Tips for building effective teams
By: Alan Parr | #TeamBuilding
Tips for building effective teams
1 Trust your team
You do not know everything. Your team may want to use a new technology or approach to solve a problem, give them the freedom to try new things but be prepared to call time on it and steer them back on to a good path if it isn’t working out.
2 Ensure your team can trust you
Do not promise anything to your team unless you a) intend to follow through on it and b) know you have the power/autonomy within the business to follow through on it without being overridden by someone higher up.
You can keep your promise 10 times but you’ll only get away with breaking it once, maybe twice before you lose the trust of your team and have to start from zero.

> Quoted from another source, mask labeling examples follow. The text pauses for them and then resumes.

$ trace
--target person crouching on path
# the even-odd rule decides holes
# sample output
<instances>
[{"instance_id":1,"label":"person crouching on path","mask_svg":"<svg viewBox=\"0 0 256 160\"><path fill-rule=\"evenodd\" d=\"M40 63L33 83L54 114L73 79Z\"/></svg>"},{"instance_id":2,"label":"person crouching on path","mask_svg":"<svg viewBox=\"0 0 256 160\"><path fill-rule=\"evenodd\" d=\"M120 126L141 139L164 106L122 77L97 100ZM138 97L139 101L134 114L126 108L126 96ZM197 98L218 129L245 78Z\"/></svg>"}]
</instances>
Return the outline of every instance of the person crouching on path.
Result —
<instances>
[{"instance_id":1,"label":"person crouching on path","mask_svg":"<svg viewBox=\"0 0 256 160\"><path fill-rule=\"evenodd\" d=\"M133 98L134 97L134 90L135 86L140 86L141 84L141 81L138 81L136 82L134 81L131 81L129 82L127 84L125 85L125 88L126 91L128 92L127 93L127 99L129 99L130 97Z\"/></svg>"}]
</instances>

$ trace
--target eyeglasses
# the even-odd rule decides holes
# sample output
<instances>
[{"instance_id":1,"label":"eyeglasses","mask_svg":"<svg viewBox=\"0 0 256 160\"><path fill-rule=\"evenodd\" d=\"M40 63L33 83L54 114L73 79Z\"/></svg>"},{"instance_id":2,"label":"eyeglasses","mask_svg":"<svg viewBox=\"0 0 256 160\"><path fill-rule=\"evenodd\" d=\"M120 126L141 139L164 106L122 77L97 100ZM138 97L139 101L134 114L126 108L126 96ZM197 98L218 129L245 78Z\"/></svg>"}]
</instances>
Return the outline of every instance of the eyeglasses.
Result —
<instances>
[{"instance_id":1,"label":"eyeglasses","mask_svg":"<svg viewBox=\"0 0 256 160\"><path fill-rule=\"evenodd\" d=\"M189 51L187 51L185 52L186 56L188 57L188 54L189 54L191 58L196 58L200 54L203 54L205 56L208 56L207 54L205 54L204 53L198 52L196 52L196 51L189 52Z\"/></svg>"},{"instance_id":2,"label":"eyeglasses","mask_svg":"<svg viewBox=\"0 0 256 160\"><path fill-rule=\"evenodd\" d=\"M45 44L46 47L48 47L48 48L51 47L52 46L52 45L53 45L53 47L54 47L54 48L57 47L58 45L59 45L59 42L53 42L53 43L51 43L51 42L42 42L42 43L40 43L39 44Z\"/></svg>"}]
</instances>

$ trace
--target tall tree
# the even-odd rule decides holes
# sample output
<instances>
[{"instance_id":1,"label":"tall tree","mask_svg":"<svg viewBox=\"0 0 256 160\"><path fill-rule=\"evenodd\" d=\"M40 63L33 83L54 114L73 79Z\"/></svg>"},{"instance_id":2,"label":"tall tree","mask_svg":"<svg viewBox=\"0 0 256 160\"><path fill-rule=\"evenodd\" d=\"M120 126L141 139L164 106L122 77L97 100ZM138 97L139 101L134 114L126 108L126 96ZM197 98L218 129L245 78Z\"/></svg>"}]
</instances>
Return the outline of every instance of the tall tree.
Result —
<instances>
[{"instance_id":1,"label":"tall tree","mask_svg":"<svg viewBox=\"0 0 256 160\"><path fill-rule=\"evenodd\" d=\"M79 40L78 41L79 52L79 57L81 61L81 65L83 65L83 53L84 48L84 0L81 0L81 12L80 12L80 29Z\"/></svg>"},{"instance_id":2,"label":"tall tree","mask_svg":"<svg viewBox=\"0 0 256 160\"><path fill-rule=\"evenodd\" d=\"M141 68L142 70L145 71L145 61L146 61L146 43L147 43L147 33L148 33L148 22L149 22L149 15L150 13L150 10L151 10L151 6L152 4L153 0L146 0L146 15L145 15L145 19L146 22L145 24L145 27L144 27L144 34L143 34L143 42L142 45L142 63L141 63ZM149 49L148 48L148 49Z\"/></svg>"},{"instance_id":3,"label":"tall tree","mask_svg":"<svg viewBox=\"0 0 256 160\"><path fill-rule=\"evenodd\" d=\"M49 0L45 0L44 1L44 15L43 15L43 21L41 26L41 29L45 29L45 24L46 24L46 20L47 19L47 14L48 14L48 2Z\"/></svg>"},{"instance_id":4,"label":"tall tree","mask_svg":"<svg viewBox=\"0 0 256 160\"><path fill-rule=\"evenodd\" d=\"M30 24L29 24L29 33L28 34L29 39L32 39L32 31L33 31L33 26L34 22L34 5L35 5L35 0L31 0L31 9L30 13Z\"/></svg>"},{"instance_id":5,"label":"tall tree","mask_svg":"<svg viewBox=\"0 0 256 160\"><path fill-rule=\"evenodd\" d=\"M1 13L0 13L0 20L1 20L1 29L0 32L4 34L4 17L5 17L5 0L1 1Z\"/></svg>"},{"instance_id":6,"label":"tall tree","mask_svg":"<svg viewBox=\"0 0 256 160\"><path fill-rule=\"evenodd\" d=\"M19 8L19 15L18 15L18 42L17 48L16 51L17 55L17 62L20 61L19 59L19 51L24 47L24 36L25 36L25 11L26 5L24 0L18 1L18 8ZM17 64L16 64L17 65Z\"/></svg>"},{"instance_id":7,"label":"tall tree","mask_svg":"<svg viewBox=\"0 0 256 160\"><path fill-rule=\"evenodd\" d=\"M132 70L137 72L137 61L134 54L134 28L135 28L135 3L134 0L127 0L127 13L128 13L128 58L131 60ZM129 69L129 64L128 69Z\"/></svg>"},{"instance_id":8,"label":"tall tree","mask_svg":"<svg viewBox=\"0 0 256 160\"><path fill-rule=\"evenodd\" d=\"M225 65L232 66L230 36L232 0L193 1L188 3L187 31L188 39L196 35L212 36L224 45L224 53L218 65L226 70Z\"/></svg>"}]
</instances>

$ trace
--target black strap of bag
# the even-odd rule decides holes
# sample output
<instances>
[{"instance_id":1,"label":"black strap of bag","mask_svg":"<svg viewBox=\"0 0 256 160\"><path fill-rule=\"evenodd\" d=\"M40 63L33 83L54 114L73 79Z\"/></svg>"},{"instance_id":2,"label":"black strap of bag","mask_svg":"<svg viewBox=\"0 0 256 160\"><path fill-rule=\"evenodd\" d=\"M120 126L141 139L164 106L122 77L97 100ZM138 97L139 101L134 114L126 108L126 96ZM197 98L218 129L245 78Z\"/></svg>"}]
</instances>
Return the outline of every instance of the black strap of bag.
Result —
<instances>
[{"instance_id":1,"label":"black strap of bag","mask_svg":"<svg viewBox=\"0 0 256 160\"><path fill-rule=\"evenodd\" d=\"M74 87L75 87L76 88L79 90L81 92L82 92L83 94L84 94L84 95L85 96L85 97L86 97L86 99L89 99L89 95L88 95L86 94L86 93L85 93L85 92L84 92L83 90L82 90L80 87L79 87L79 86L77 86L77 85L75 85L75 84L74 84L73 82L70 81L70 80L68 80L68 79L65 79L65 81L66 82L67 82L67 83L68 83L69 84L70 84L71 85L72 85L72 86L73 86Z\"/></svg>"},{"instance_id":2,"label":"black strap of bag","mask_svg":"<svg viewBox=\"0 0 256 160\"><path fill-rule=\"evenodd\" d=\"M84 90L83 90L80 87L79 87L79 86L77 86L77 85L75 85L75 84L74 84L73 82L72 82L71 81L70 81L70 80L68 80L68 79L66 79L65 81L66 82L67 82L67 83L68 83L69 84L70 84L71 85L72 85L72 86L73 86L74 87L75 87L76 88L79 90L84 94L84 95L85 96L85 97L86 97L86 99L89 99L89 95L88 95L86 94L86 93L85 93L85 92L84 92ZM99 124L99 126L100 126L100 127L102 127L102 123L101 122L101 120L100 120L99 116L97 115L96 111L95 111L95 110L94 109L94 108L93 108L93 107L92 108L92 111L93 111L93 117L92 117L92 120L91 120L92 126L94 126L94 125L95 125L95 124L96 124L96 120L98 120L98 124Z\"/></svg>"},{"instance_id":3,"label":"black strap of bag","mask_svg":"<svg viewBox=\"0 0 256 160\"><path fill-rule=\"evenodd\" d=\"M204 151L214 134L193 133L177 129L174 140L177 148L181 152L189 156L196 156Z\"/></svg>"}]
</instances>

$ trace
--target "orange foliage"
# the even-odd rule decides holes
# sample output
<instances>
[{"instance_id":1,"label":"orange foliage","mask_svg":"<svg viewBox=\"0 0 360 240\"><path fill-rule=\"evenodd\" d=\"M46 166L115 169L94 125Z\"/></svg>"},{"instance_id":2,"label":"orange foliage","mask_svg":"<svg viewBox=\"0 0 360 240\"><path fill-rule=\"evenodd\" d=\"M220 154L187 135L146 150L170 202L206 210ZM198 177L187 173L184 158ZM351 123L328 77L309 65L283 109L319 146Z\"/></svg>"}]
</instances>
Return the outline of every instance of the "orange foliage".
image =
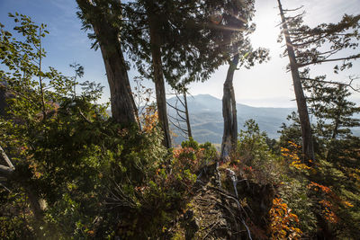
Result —
<instances>
[{"instance_id":1,"label":"orange foliage","mask_svg":"<svg viewBox=\"0 0 360 240\"><path fill-rule=\"evenodd\" d=\"M290 144L292 149L281 147L281 152L282 156L290 162L290 166L301 171L313 170L307 164L302 163L299 157L299 151L301 150L302 147L292 141L289 141L288 143ZM311 162L311 160L310 162Z\"/></svg>"},{"instance_id":2,"label":"orange foliage","mask_svg":"<svg viewBox=\"0 0 360 240\"><path fill-rule=\"evenodd\" d=\"M158 125L158 111L154 108L148 107L146 109L146 112L143 115L144 126L142 130L146 133L150 133L154 128Z\"/></svg>"},{"instance_id":3,"label":"orange foliage","mask_svg":"<svg viewBox=\"0 0 360 240\"><path fill-rule=\"evenodd\" d=\"M300 239L302 232L294 225L299 223L299 218L291 212L287 204L282 199L273 200L270 209L270 234L272 239Z\"/></svg>"}]
</instances>

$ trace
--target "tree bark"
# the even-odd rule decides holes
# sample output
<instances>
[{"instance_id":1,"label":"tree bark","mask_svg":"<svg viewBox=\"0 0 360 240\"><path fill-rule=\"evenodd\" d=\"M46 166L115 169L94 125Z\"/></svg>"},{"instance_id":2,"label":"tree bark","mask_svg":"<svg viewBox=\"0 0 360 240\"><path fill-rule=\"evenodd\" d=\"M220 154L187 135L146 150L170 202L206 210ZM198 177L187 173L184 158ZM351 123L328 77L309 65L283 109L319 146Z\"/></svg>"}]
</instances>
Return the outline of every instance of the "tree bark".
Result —
<instances>
[{"instance_id":1,"label":"tree bark","mask_svg":"<svg viewBox=\"0 0 360 240\"><path fill-rule=\"evenodd\" d=\"M96 11L96 6L89 1L76 2L91 22L100 45L109 82L112 118L124 126L136 123L136 105L119 40L119 29L108 21L109 16Z\"/></svg>"},{"instance_id":2,"label":"tree bark","mask_svg":"<svg viewBox=\"0 0 360 240\"><path fill-rule=\"evenodd\" d=\"M224 132L221 143L221 158L228 160L234 151L238 140L238 120L233 86L234 73L238 64L238 54L235 55L229 66L224 83L222 97L222 117L224 118Z\"/></svg>"},{"instance_id":3,"label":"tree bark","mask_svg":"<svg viewBox=\"0 0 360 240\"><path fill-rule=\"evenodd\" d=\"M296 62L295 53L293 50L292 40L290 39L289 31L284 14L283 7L280 0L277 0L277 2L279 4L279 10L282 18L284 35L285 37L287 52L290 59L290 68L292 70L293 89L295 92L300 124L302 126L303 161L305 164L310 164L309 160L315 160L315 156L314 156L314 147L312 143L311 126L310 123L309 113L308 113L308 107L306 104L306 99L300 78L300 74L298 69L299 66Z\"/></svg>"},{"instance_id":4,"label":"tree bark","mask_svg":"<svg viewBox=\"0 0 360 240\"><path fill-rule=\"evenodd\" d=\"M164 132L163 144L166 148L171 147L170 130L167 120L166 97L165 91L164 74L161 61L161 40L158 33L158 19L148 11L148 27L150 31L150 46L152 66L154 70L155 91L157 95L158 120Z\"/></svg>"},{"instance_id":5,"label":"tree bark","mask_svg":"<svg viewBox=\"0 0 360 240\"><path fill-rule=\"evenodd\" d=\"M189 109L187 108L186 90L184 90L184 103L185 115L186 115L187 137L189 137L189 139L190 139L190 138L193 138L193 133L191 131Z\"/></svg>"}]
</instances>

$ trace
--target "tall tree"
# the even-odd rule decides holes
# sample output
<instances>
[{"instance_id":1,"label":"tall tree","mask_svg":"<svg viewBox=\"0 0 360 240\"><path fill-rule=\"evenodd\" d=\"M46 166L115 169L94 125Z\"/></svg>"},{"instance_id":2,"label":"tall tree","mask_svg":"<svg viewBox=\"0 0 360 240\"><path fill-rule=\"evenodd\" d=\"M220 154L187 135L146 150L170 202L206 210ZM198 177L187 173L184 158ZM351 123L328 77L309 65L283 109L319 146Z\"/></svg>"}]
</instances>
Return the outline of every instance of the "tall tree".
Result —
<instances>
[{"instance_id":1,"label":"tall tree","mask_svg":"<svg viewBox=\"0 0 360 240\"><path fill-rule=\"evenodd\" d=\"M280 0L278 0L278 3L282 15L283 31L287 46L287 54L291 59L290 68L292 78L296 79L297 83L297 86L295 86L294 82L295 89L299 89L302 86L300 81L298 81L299 77L300 79L302 78L302 73L300 73L299 76L299 69L302 67L317 64L342 62L342 64L337 64L334 67L334 72L338 73L339 70L342 71L350 68L353 61L360 58L360 54L348 55L349 51L346 50L350 49L354 52L359 47L358 40L360 39L360 35L358 30L360 27L360 14L356 16L345 14L343 19L338 23L321 23L314 28L310 28L303 24L302 16L304 13L293 17L285 17L284 12L293 10L284 10ZM304 70L304 72L307 71L306 69ZM309 76L305 76L305 78L309 78ZM298 92L302 91L299 90ZM304 100L302 96L303 94L302 93L299 93L301 102L303 102ZM296 90L295 95L298 101ZM302 110L299 109L299 116L302 122L303 152L305 157L308 155L309 158L312 144L310 142L310 123L308 124L309 117L306 116L305 107L305 103L301 105Z\"/></svg>"},{"instance_id":2,"label":"tall tree","mask_svg":"<svg viewBox=\"0 0 360 240\"><path fill-rule=\"evenodd\" d=\"M173 87L177 83L205 81L229 58L224 49L230 41L220 36L224 29L213 16L229 7L230 2L142 0L124 6L128 23L125 47L138 71L155 82L167 147L170 137L164 80Z\"/></svg>"},{"instance_id":3,"label":"tall tree","mask_svg":"<svg viewBox=\"0 0 360 240\"><path fill-rule=\"evenodd\" d=\"M110 86L113 119L123 125L136 122L136 106L122 49L122 3L118 0L76 0L84 29L94 30L93 47L100 46ZM98 44L98 45L97 45Z\"/></svg>"},{"instance_id":4,"label":"tall tree","mask_svg":"<svg viewBox=\"0 0 360 240\"><path fill-rule=\"evenodd\" d=\"M309 164L309 160L314 160L314 147L312 143L312 133L311 127L309 119L308 106L306 103L305 95L302 90L302 82L300 79L300 74L298 69L298 64L296 61L294 49L292 47L292 41L290 38L288 30L287 21L285 19L283 6L280 0L277 0L279 4L280 15L282 19L283 33L286 41L286 50L290 60L290 68L292 71L293 89L295 92L296 103L298 107L300 124L302 127L302 154L303 160L306 164Z\"/></svg>"},{"instance_id":5,"label":"tall tree","mask_svg":"<svg viewBox=\"0 0 360 240\"><path fill-rule=\"evenodd\" d=\"M250 24L254 15L254 1L238 2L227 1L227 8L218 11L218 27L221 30L220 36L224 50L228 52L230 60L223 86L222 116L224 118L224 132L221 143L221 158L227 158L235 149L238 139L238 116L233 86L235 70L245 65L249 68L255 61L260 63L267 58L267 49L259 48L254 50L248 40L248 35L255 31L255 24Z\"/></svg>"}]
</instances>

Even if they know you’ve been overridden by someone higher up, if this happens enough times they’ll start to see your promises as empty and their fulfilment ultimately out of your control.
3 Be transparent
Or as transparent as you can be within the business you work in. Let them know what challenges you are having, let them know what jobs are coming up and what may have to wait for a while.
If they’ve asked for something, don’t let it drop. If there is a delay, tell them otherwise they will assume you’ve just forgotten/don’t care about it and this will make #2 more difficult.
They can’t understand the business without a complete picture.
The more they know the more effective they will be.
4 Create a safe space for experimentation
Tangentially linked to #1, allow your team to experiment but make sure they know that their experiments can not achieve their expected outcome without fear or reprisal or loss of face.
Note how I didn’t use the word failure. Even if an experiment doesn’t achieve the expected outcome you will always come out of it with more information than you started with which is in itself a positive outcome and will increase the chance of your next experiment being successful.
5 It’s okay to take a couple of attempts to solve a problem
I’ve found this to be especially true when working in large, poorly-architected legacy codebases where there is always that service that does far too much and everyone is really scared of touching it. When they’re tackling a big problem in this kind of situation, make clear that you know it may take a couple of attempts to get to the complete solution and that is okay and not succeeding first time isn’t a sign of failure.
This will make people a lot less scared of making changes which will empower them to make difficult improvements that they otherwise may avoid doing.
6 Mistakes are part of life
In the words of the great Jean-Luc Picard
We can’t know everything. Every mistake is a lesson learned. Every “oh it does that too?” moment is knowledge gained.